A des milliers de kilomètres de Téhéran, la BBC Persian TV, chaîne de télévision en farsi de la «Beeb», est devenue le foyer d'Iraniens qui refusent de reconnaître la victoire de Mahmoud Ahmadinejad lors de la présidentielle du 12 juin.

Lancée il y a six mois seulement, la BBC Persian TV a déjà des millions de téléspectateurs. Pourtant, elle n'a aucun correspondant en Iran, faute d'autorisation des autorités qui entretiennent des relations exécrables avec la «Beeb».

La très grande majorité des 140 employés de la BBC Persian travaillent à Londres. Il s'agit de la deuxième chaîne de télévision de la BBC lancée dans une autre langue que l'anglais, après la BBC Arabic Television, qui diffuse depuis mars 2008 au Moyen-Orient et en Afrique du Nord.

Quinze millions de livres par an (16,8 millions d'euros) ont été accordés par le gouvernement britannique pour le lancement de la chaîne. Le service dépend de la BBC World Service, qui tire son financement du ministère des Affaires étrangères, à la différence de sa version britannique qui puise ses ressources dans la redevance télévision.

Depuis la présidentielle du 12 juin en Iran et la reconduction contestée de Mahmoud Ahmadinejad, la BBC Persian est inondée de courriels de partisans de l'opposant Mir Hossein Moussavi. La chaîne dit recevoir plus de six mille méls par jour.

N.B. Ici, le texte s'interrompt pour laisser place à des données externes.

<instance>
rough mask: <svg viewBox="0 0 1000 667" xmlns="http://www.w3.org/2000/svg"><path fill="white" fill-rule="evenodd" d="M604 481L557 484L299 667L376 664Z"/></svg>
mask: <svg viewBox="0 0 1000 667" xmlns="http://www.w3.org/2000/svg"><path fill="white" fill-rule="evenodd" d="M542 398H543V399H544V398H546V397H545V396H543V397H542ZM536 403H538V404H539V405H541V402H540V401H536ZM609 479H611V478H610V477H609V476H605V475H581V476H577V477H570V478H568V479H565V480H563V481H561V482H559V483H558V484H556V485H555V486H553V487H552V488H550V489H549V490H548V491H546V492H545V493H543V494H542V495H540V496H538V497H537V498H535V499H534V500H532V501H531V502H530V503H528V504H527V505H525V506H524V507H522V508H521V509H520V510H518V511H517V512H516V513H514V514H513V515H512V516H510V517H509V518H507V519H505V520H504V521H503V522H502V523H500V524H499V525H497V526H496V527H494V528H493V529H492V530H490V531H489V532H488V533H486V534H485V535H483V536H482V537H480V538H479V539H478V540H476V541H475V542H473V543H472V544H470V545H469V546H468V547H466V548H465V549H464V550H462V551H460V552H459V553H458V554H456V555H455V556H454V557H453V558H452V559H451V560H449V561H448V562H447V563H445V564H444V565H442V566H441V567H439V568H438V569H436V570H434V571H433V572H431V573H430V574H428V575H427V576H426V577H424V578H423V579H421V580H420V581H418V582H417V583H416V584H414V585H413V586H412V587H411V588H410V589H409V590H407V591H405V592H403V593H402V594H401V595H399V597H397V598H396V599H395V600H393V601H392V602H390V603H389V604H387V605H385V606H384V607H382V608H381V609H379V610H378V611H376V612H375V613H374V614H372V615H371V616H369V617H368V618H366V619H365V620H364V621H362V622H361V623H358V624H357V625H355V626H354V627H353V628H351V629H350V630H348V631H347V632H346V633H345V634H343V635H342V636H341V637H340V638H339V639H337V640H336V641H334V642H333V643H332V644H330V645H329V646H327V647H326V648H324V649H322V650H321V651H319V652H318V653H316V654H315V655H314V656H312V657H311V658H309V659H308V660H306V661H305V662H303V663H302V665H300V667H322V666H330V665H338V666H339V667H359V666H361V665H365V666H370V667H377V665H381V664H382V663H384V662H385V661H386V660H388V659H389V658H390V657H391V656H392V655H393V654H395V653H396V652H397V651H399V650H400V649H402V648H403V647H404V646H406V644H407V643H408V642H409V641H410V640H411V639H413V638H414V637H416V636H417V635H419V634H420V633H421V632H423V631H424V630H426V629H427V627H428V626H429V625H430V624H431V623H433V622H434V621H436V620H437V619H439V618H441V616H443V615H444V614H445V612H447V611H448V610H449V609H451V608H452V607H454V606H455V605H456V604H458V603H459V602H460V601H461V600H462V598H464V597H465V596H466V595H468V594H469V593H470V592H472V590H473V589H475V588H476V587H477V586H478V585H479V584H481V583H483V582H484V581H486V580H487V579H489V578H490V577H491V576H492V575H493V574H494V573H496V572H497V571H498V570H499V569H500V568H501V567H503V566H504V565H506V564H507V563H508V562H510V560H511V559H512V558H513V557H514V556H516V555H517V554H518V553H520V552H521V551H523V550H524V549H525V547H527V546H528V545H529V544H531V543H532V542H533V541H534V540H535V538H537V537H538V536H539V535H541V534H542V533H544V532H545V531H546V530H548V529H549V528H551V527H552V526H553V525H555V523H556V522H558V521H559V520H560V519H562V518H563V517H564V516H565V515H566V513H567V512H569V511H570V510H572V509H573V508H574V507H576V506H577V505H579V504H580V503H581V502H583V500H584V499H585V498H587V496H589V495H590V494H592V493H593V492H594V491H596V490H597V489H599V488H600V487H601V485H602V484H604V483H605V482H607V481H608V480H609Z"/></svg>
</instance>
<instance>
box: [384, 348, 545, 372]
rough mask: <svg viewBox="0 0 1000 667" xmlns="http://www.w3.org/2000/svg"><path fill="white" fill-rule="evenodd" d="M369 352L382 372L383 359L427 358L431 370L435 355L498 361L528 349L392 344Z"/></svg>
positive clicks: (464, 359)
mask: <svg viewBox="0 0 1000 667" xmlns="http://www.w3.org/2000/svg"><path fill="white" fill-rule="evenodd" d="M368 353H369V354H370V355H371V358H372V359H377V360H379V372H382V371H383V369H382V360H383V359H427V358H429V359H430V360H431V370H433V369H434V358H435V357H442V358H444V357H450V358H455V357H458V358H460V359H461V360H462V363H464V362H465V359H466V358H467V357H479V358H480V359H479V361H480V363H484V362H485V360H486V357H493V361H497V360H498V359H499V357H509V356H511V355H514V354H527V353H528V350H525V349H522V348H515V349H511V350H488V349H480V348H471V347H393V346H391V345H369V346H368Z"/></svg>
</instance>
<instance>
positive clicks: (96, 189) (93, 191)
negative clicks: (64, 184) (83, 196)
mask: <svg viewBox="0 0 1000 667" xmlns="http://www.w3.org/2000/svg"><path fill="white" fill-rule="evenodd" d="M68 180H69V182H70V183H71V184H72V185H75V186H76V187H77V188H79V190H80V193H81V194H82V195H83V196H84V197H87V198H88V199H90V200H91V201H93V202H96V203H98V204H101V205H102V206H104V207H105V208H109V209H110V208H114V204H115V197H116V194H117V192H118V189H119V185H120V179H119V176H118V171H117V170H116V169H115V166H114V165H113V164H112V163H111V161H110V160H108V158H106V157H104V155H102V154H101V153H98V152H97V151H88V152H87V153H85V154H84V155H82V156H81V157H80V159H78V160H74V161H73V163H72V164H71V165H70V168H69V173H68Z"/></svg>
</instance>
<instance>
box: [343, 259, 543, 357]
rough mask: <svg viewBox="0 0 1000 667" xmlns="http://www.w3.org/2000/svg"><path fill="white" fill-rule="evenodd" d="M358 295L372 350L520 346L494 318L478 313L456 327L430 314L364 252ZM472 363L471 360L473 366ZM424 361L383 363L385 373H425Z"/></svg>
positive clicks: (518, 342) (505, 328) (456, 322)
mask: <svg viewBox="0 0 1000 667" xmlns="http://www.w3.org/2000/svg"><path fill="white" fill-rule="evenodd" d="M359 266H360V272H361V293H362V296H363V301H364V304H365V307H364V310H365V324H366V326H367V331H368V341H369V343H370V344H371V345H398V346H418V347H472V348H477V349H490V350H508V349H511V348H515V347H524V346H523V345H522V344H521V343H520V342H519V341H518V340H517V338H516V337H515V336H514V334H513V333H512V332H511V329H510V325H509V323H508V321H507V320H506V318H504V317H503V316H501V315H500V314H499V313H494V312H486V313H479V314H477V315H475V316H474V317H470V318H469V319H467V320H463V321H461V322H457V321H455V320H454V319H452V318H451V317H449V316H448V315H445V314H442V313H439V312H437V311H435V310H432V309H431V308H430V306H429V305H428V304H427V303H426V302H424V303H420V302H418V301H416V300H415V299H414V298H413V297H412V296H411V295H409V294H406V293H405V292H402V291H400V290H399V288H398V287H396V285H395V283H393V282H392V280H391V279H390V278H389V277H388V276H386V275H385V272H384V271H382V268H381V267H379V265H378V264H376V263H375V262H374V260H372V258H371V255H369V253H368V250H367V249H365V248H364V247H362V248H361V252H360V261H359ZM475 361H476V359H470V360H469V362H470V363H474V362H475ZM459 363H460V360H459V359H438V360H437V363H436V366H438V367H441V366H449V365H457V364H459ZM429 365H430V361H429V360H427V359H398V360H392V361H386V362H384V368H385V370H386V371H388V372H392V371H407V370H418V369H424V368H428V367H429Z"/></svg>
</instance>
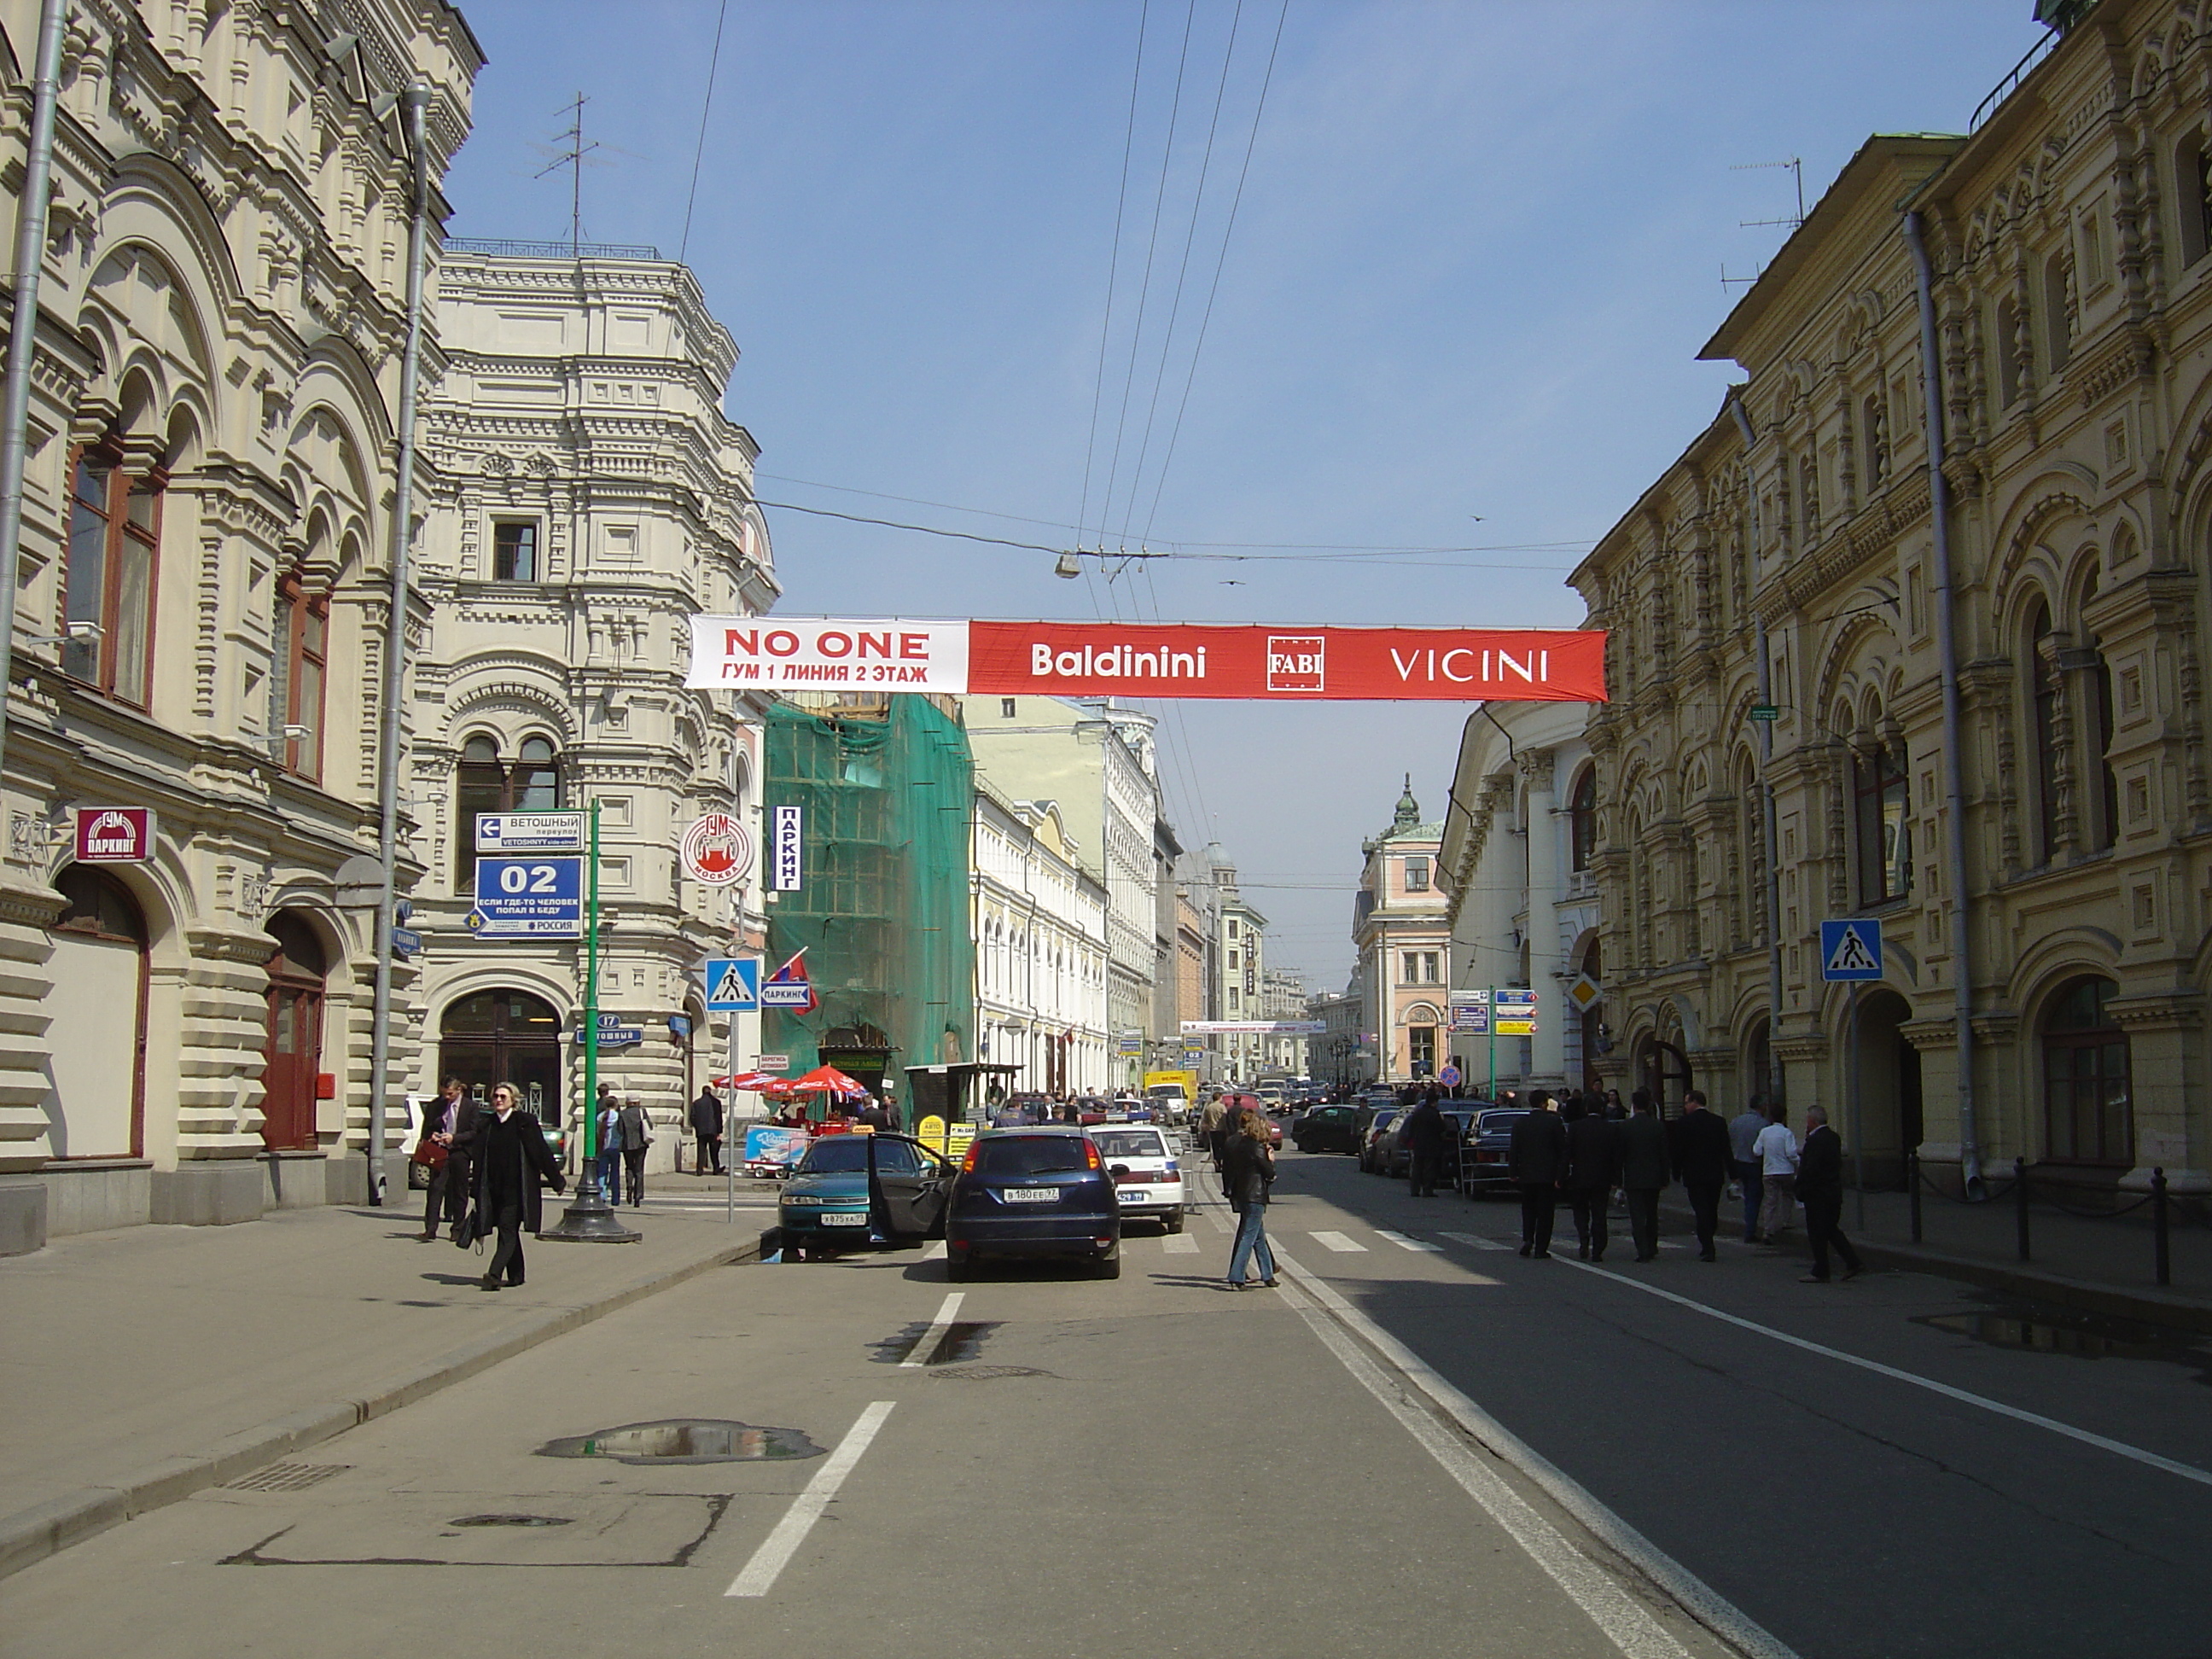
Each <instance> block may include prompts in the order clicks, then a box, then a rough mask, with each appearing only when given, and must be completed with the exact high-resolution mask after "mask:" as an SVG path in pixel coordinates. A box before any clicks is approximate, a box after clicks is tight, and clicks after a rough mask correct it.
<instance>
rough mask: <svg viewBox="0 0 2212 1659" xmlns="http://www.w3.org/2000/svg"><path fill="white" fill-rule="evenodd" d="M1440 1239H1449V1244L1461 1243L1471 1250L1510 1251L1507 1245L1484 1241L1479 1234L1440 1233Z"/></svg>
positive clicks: (1473, 1232)
mask: <svg viewBox="0 0 2212 1659" xmlns="http://www.w3.org/2000/svg"><path fill="white" fill-rule="evenodd" d="M1438 1237H1440V1239H1451V1243H1462V1245H1467V1248H1471V1250H1511V1248H1513V1245H1509V1243H1498V1239H1484V1237H1482V1234H1480V1232H1442V1234H1438Z"/></svg>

 «C'est principalement ceux qui sont contre M. Ahmadinejad qui nous contactent», déclare à l'AFP Pooneh Ghoddoosi, présentatrice. Mais ils ne sont pas tous des partisans de Moussavi. «Il s'agit juste de gens frustrés de voir ce qui se passe dans le pays».

La chaîne est devenue le receptacle des mécontentements. Elle diffuse vidéos et photos des manifestations, souvent prises par des téléphones portables lors des manifestations. Elles les montent et les diffusent pour le plus grand intérêt d'une population iranienne qui ne verrait pas sur les médias publics ces images de confrontations entre opposants et forces de l'ordre.

 «La plupart des vidéos que nous recevons montrent des manifestants battus, s'écroulant sur le sol ou abattus par balles», raconte Mme Ghoddoosi. «Mais nous faisons très, très attention à ce que nous pouvons diffuser», assure-t-elle, précisant faire le tri entre les vidéos «dont l'authenticité est certaine et celles dont nous ne pouvons la vérifier».

La chaîne a également fait un tabac avec son interview, lundi soir, de Caspian Makan, fiancé de Neda Agha-Soltan, l'Iranienne tuée en marge des manifestations à Téhéran et dont les images de la mort ont déclenché une vague d'émotion. Le fiancé pointe du doigt la milice à la solde du président Mahmoud Ahmadinejad.

C'est l'existence même de la BBC Persian qui irrite Téhéran. Dimanche, les autorités ont ordonné au correspondant permanent de la BBC, Jon Leyne, de quitter le pays. Ce dernier travaille pour la chaîne principale, en anglais, de la Beeb, et nullement pour la BBC Persian.

«Notre travail, c'est l'information. Donc inévitablement, il y a un conflit d'intérêts», reconnaît Kasra Naji, journaliste. «Les gens peuvent avoir la possibilité de regarder CNN ou la BBC World Service mais le problème en Iran est qu'il n'y a pas beaucoup de personnes qui parlent anglais», explique-t-il.

Mais Téhéran ne devrait rien avoir à redouter de la BBC Persian, estime Pooneh Ghoddoosi. «A moins que vous teniez absolument à ce qu'aucune information ne sorte du pays et que vous ne vouliez pas que la population en Iran puisse recevoir des informations de l'extérieur».